November 15th, 2016
By guest blogger Jenny Wise
If you have always loved dogs and wish you could adopt all of them from your local shelter, you are a prime candidate for fostering a dog. Some people shy away from becoming a foster home for dogs because they are not sure exactly how it works or what the time and financial commitments would be. But fostering a dog is an important service that is manageable for most people. If you have been considering fostering a dog, our three tips will help you get started.
1. Understand your responsibilities and make sure everyone in the home agrees
Providing a foster home for a dog in need is a big responsibility, and it will affect everyone in your home. That’s why the first tip for fostering a dog is to be sure that it is the right decision for you and your household; then, make sure that everyone in your home is on board with the decision to foster the dog.
Understand that there are time and financial commitments involved in fostering a dog, just as there are when you adopt a dog. Most rescue organizations do not have the cash or the resources to cover vet bills and appointments, food, dog walking services, or other necessities for the foster dogs, so you most likely will be responsible for covering them.
You also more than likely will need to prepare the dog for adoption. You may get a foster dog that needs to be housetrained, redirected when he barks or chews, or socialized with people and other animals. Some foster dogs have been abused and need extra care and attention, while others may be young and require all of the time and energy that goes into caring for a puppy and cleaning up their messes.
At the end of the day, fostering a dog is one of the most rewarding things you can do. With just a little bit of time and money, you will provide a loving environment for a dog that otherwise may be left on the street or in an abusive situation. Rescue organizations and shelters do not have enough room for all of the animals that need homes, and dog foster parents help those organizations save not just the dog they house but others that get the spaces in the shelters that would otherwise be filled by the dog you foster. If fostering a dog fits your lifestyle and you and your family are up to the challenge, fostering a dog is one of the best services you can provide.
2. Rely on the rescue group for guidance
When you decide to foster a dog, you need to be sure the rescue group with which you work is reputable and professional. Do some research, ask questions and ensure that the rescue group you choose shares your mission and has clear policies and procedures. It is important that you choose a quality rescue group so you can rely on them later when you need guidance or help once you begin fostering dogs. You may need to request financial assistance, ask to participate in finding a forever home for your foster dog, or get new strategies for training your foster dog to stop eating your shoes. The group has experience and should respond quickly to your requests.
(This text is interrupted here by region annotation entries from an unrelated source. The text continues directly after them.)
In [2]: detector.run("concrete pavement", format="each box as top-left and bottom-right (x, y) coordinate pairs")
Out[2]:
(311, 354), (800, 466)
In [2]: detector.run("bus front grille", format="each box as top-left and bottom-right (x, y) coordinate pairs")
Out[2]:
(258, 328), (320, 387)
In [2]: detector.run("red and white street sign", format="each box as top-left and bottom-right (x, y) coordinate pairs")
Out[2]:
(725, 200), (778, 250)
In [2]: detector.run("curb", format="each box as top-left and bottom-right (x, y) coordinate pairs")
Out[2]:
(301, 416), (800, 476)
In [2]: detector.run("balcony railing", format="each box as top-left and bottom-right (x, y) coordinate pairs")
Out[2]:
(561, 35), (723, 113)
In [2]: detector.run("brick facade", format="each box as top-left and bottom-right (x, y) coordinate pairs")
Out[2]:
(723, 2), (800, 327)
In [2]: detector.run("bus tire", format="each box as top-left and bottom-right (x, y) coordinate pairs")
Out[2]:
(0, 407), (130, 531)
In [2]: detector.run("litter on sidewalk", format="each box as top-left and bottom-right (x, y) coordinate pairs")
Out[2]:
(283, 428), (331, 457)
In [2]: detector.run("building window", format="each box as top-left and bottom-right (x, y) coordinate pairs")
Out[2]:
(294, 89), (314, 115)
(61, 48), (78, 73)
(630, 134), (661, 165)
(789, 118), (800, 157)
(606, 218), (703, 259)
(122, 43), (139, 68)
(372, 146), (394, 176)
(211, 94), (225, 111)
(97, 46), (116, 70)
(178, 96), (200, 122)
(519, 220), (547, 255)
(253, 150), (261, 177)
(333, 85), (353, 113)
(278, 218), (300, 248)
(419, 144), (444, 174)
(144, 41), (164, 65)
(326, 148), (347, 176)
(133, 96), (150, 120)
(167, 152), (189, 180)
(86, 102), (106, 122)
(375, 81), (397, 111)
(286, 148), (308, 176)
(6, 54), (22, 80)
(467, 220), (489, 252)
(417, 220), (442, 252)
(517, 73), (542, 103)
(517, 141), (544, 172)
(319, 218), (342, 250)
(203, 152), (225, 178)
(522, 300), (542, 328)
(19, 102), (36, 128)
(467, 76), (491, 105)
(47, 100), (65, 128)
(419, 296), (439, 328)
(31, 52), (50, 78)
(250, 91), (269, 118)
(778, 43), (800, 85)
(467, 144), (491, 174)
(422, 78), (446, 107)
They also may be able to provide you with some helpful tips when the time comes to say goodbye to your foster dog.
3. Understand the difference between boarding a dog and fostering a dog
Sometimes, people who foster dogs have an incorrect impression of what the experience will be like. It is very different to become a dog sitter than it is to foster a dog. Most people who board dogs in their homes take in dogs that have caring, loving families and are well trained. While you may get a very well-behaved, older dog when you sign up to foster a dog, there is a good chance that you will get a very young dog or one that needs your love and attention and training.
You will need patience when you begin fostering, and you will need to be prepared to give it some time before you contact the rescue organization to tell them the dog isn’t working out for you. Sometimes, the dogs who need the most love and care end up being the ones who are the most difficult to say goodbye to when they find their forever homes.
Being as prepared as possible for the realities of fostering a dog is a great first step to providing a loving environment for a homeless dog. By knowing the responsibilities, understanding the rescue group’s role and considering the difference between boarding a dog and fostering a dog, you will be in a better position to save a dog and prepare him for adoption by his forever family.